CS631 Homework 2

DUE: Fri Aug 18, 2006 in class

NOTE: All assignments must be handwritten in your own handwriting, on large sized paper (please avoid notebook size paper). Assignments must be done individually. If you are stuck on a problem after trying hard, you can consult a friend, but in that case please mention against that problem who you discussed it with. There are negative points for doing this, but there will be negative points for copying without attribution, so please be honest.

Write your name and rollnumber on every sheet.

----------------------

1. Suppose we have a relation student(rollno, name).
   (a) Suppose I wish to find all names that start with a given
	prefix (example: all names that start with Su).  Can I do this 
	with a B+-tree on the name attribute?
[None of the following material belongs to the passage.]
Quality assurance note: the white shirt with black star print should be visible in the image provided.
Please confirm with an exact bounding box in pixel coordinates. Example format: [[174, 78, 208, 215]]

Explain.
   (b) Can I use the same B+-tree to find all names that contain 
	a given substring somewhere inside the name?  Explain.
   (c) A suffix tree creates multiple index entries for each indexed
	string, to allow efficient retrieval of all strings containing 
        a given substring (e.g. all names containing the substring
        "kumar").  Suggest what all entries should be associated with a 
        given string to allow such substring matching.
	Note: Your solution must contain modifications to existing B+ tree structure.

2. Consider an empty B+-tree index where internal node contains 
	3-6 pointers and each leaf node contains 3-5 keys.
   (a) Suppose that data entries with keys 32,31,..,1 are inserted in the
   order shown (descending). What would the space utilization of the 
   tree be?
   (b) To avoid the problems above, B+-trees can be built bottom up,
        level by level.  Give pseudocode to build the leaf level 
        from a sorted sequence of values, as well as pseudocode to build
        the parent of a level, from the nodes at the lower level.

3. Database System Concepts (5th Edition)  Exercise 12.25: (Note: easy question, don't get confused :-)
 
      Show how to compute existence bitmaps from other bitmaps.  Make sure
      that your technique works even in the presence of null values, by
      using a bitmap for the value null.

4. Database System Concepts (5th Edition)  Exercise 12.26:

      Our description of static hashing assumes that a large
      contiguous stretch of disk blocks can be allocated to a static
      hash table.  Suppose you can allocate only C contiguous
      blocks.  Suggest how to implement the hash table, if it
      can be much larger than C blocks.  Access to a block should
      still be efficient.